The weather in Costa Rica gets a bad rap in rainy season. Personally, it’s my favorite time of year.
But read any traditional tourism report and it will tell you the best time to visit Costa Rica is from December to April when most of the country experiences dry season – except for the Caribbean which has a different climate. Sure, it is hot and sunny and that’s why this time is called “Costa Rican summer”, but it is also dusty, windy, and the landscape burns into brown.
Rainy season isn’t called “green season” for nothing. Rain transforms the landscape into vibrant lushness positively bursting with life. From the end of May to mid-December, Costa Rica once again looks like the tourism posters with emerald green countryside and flowing rivers and waterfalls.
Let’s get a few things straight. Rarely does it rain all day, every day. Mornings are usually warm and sunny or partly cloudy, and it tends to rain in the afternoon or at night. Or it could reverse and be misty and rainy in the morning, followed by a glorious afternoon and sunset. Like anywhere, different regions have different weather patterns.
Many days it doesn’t rain at all. For instance, at the very end of June there is usually a “little summer” called El veranillo de San Juan that lasts from a few days up to two weeks.
And the rain helps cool things down to much more moderate temperatures – 70s in the Central Valley and low to mid-80s on the Pacific Coast.
See why visiting and living in Costa Rica during rainy season is pure bliss.
10 Reasons you will absolutely love Costa Rica’s rainy season
1. Fewer crowds. Nearly 3 million tourists visited Costa Rica in 2016, and most of those came between Christmas and the end of April, escaping winter months in the north. During rainy season, you can have the beaches and rainforest almost all to yourself, especially after everyone goes back to school and work in September.
2. Great deals. Less people visiting in rainy season means you can often save big with great deals on places to stay, tours and even flights. One caveat is that Costa Rican schools let out for a two-week vacation at the beginning of July, and most Ticos from the Central Valley head for the beaches, creating a mini-high season.
3. The weather is great. There is still plenty of sunshine, and the rain cools down temperatures pleasantly.
4. It’s lovely being green. There are more shades of green in Costa Rica rainy season than you can possibly imagine. Plants grow in measurable inches and feet, trees are full and leafy, flowers bloom, grass grows anywhere it can, and clouds intensify stunning sunset colors.

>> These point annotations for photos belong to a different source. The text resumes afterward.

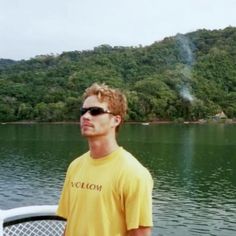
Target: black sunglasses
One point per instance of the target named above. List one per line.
(94, 111)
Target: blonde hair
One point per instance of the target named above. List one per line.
(116, 100)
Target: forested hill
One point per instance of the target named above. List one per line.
(187, 76)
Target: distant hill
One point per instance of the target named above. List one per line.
(185, 77)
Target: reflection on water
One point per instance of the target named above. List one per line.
(193, 166)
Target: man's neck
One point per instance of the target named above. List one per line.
(102, 147)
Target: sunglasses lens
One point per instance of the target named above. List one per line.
(94, 111)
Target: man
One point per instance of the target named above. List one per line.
(107, 192)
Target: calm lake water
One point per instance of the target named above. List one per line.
(193, 166)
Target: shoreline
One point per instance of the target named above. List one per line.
(229, 121)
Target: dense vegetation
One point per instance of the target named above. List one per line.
(187, 77)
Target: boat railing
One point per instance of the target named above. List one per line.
(31, 221)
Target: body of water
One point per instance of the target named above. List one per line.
(193, 167)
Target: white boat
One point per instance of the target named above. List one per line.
(31, 221)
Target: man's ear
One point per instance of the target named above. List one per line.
(117, 120)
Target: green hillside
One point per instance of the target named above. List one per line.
(188, 76)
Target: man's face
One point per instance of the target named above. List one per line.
(96, 125)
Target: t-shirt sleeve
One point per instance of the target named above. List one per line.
(63, 206)
(138, 199)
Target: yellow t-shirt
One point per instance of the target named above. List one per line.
(106, 196)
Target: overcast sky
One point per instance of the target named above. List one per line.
(38, 27)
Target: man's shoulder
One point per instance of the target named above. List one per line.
(79, 160)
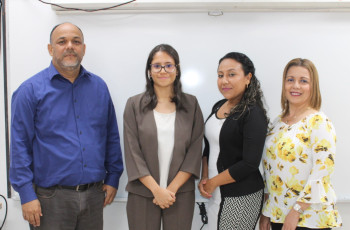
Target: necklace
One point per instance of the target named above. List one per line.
(296, 117)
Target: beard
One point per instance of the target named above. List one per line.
(69, 64)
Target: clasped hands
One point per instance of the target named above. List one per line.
(163, 197)
(206, 187)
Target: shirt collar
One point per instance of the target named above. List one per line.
(53, 72)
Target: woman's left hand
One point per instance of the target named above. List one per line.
(209, 186)
(291, 220)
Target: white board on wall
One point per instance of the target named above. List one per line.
(118, 46)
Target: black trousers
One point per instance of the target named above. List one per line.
(277, 226)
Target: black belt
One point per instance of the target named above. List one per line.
(78, 188)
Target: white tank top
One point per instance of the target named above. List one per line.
(165, 123)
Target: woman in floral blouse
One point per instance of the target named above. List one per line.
(298, 158)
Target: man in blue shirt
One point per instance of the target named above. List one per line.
(66, 158)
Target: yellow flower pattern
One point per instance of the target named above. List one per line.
(298, 162)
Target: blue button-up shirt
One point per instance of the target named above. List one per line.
(63, 133)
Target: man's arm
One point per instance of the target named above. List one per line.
(23, 109)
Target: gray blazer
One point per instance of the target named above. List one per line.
(141, 146)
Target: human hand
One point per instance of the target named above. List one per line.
(164, 198)
(209, 187)
(291, 220)
(32, 212)
(264, 223)
(201, 188)
(110, 192)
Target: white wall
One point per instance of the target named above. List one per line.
(118, 46)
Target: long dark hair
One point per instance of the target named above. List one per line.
(150, 96)
(253, 94)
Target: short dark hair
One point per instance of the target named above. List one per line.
(253, 94)
(177, 94)
(54, 28)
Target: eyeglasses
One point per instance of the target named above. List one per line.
(169, 68)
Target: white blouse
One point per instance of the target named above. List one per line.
(298, 162)
(165, 123)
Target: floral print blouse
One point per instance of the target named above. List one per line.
(298, 162)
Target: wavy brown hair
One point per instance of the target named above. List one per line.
(253, 95)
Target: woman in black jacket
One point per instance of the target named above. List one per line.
(235, 134)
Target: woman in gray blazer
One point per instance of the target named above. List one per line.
(163, 131)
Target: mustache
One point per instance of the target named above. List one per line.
(66, 53)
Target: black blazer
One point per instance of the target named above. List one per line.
(241, 142)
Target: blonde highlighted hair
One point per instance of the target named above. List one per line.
(315, 99)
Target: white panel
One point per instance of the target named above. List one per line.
(207, 5)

5. Birds, bees and butterflies. They’re everywhere enjoying the bountiful blossoms, fruits and seeds that the rain brings. Get your camera ready!
6. Time to relax. Enjoy the outdoors in the mornings and a cup of rich Costa Rican coffee, a good book and a hammock with a tarp (or a nap!) when it rains. You came to Costa Rica to relax, right?
7. Sea turtle time. July to November are great months to see nesting sea turtles in the Tortuguero National Park on the Caribbean Coast, the Ostional National Wildlife Refuge on the Pacific’s Nicoya Peninsula, and on less traveled beaches along the Central and Southern Pacific Coast.
8. Whale watching. The end of July through the end of September is prime whale-watching season in Costa Rica during humpback whale migration. Best places to go are in the Southern Pacific region at the Ballena Marine National Park by Uvita, and in the gulf of Golfo Dulce by the Osa Peninsula.
9. Adventure tours are more exciting. Lots of water in the rivers creates adrenaline-filled whitewater rafting trips. And canopy zip line tours are more mysterious and gripping as you fly through the trees in the mist after a rain shower.
10. Secret Caribbean Summer. Most people don’t know that during peak rainy season in Costa Rica’s Central Valley and Pacific Coast, it is sunny summertime on the Caribbean Coast. The Caribbean has a completely different climate from the rest of Costa Rica. Most of the year, it maintains its forever-green landscape from regular tropical rain showers. But in September and October, the sun shines brightly over its beautiful gold and black sand beaches and turquoise Caribbean Sea.